The era of COVID-19 has brought to the forefront mRNA-based vaccines. With the EUA approval of Pfizer and Moderna’s vaccines, the technology which goes into the discovery and manufacturing of this novel class of vaccines has been of public interest. A complex drug product, mRNA vaccines and therapeutics are unstable and very susceptible to cellular environmental impacts. A large number of resources have been directed to the effective delivery of the active compound.

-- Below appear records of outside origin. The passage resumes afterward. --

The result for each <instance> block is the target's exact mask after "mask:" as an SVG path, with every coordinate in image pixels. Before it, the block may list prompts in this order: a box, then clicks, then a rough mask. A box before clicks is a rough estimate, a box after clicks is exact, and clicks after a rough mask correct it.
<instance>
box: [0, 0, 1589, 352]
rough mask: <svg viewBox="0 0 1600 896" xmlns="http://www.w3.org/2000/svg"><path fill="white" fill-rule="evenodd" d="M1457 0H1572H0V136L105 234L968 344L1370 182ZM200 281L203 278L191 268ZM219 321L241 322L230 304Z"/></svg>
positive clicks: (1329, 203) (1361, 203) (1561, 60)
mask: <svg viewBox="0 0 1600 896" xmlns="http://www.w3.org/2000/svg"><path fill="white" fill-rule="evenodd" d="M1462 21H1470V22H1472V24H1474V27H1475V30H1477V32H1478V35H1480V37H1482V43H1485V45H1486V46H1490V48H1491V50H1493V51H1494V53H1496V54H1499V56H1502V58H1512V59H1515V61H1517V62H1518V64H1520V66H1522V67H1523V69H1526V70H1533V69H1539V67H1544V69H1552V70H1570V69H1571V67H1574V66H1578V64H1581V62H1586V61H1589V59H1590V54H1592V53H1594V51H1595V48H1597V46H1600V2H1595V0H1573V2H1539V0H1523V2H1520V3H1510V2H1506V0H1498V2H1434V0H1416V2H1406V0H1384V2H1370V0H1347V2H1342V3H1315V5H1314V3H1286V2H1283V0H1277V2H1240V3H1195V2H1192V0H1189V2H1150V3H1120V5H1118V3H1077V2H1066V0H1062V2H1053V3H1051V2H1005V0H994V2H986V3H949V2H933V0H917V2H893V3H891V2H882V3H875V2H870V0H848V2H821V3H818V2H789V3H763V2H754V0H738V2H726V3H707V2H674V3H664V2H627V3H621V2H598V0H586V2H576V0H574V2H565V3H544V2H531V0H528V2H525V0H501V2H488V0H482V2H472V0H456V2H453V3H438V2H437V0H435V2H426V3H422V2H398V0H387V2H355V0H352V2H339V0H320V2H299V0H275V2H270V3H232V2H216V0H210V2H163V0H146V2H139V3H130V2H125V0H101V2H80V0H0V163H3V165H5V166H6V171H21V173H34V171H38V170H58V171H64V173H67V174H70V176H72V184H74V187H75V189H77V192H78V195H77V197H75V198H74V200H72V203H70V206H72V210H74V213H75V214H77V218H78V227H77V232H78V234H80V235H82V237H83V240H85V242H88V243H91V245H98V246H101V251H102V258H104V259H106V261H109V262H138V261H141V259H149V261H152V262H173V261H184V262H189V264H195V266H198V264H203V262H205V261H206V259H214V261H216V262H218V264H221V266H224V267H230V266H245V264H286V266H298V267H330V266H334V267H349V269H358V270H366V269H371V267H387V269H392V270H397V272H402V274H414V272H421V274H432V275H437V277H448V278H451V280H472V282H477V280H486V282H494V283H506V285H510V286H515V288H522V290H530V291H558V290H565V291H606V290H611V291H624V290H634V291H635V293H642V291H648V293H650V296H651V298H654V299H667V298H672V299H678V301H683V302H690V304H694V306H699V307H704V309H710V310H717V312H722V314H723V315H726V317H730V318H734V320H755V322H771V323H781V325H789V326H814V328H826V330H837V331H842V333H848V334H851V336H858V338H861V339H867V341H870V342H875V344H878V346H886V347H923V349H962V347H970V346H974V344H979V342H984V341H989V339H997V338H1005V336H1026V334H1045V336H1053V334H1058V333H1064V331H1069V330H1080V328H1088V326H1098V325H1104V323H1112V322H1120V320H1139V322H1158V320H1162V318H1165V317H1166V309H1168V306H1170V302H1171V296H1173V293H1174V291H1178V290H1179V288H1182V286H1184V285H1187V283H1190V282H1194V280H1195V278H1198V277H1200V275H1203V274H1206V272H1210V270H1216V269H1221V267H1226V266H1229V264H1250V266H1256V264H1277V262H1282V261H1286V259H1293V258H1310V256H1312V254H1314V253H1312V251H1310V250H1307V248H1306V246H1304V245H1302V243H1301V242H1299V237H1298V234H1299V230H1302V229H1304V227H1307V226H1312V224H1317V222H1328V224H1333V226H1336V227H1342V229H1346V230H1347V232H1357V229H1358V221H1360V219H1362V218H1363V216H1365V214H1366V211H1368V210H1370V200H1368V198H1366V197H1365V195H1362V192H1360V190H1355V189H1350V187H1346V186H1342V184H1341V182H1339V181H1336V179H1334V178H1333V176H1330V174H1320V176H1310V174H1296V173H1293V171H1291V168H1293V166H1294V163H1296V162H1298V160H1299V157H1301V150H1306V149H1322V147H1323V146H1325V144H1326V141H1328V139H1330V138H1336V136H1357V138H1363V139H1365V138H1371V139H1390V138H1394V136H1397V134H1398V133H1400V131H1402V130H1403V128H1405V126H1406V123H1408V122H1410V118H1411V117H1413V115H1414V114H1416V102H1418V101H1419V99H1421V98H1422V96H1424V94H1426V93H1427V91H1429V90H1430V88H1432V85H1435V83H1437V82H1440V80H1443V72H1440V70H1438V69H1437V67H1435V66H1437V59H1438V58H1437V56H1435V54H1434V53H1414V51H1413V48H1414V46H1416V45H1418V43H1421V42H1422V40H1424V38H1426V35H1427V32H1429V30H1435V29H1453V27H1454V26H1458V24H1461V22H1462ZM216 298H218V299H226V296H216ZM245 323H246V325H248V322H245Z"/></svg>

At present, lipid nanoparticles (LNPs) are among the most common vectors for in vivo RNA delivery. Historically, the majority of research involving LNPs was targeted at the treatment of genetic conditions in a variety of tissues, a considerable amount has also been aimed at those which target the immune system. In general, LNPs a composed of a lipid bilayer shell surrounding an aqueous core. The bilayer shell is created using a combination of different lipids; however, other structures have been reported. The majority of LNP formulations utilize cationic lipids to aid in the complexation of negatively charged RNA, although some anionic and neutral formulations have also been utilized historically. Several studies have indicated that cationic lipids which bear a permanent positive charge have a higher toxicity while being less efficient, significant research into the potency of LNPs has led to the development of new, ionizable lipids and lipid-like materials. Under physiological pH conditions, such lipids and lipidoids are comprised of amine groups that maintain a neutral or mildly cationic surface charge, which are able to reduce nonspecific lipid–protein interactions. This also facilitates oligonucleotide release in the cytosol. In the endosome, it is suggested that the amine groups are ionized upon acidification aiding in the induction of hexagonal phase structures, thus disrupting the late endosomes membranes, which, in turn, enables cellular uptake and endosomal escape of mRNA into the cytoplasm1.
Many of the components utilized by LNPs to deliver mRNA have also been selected to deliver siRNA, with several clinical studies, having been performed in recent years, delivering siRNA in LNP carries2. Though the exact formulations used to deliver the much larger mRNA molecules will likely vary from the ones used for siRNA, many of the strategic challenges are the same3.
- Reichmuth, A. M., Oberli, M. A., Jaklenec, A., Langer, R., & Blankschtein, D. (2016). mRNA vaccine delivery using lipid nanoparticles. Therapeutic delivery, 7(5), 319–334.
- Xue HY, Guo P, Wen W-C, Wong HL. Lipid-based nanocarriers for RNA delivery. Pharm. Des. 2015;21(22):3140–3147.
- Kauffman KJ, Dorkin JR, Yang JH, et al. Optimization of lipid nanoparticle formulations for mRNA delivery in vivo with fractional factorial and definitive screening designs. Nano Lett. 2015;15(11):7300–7306.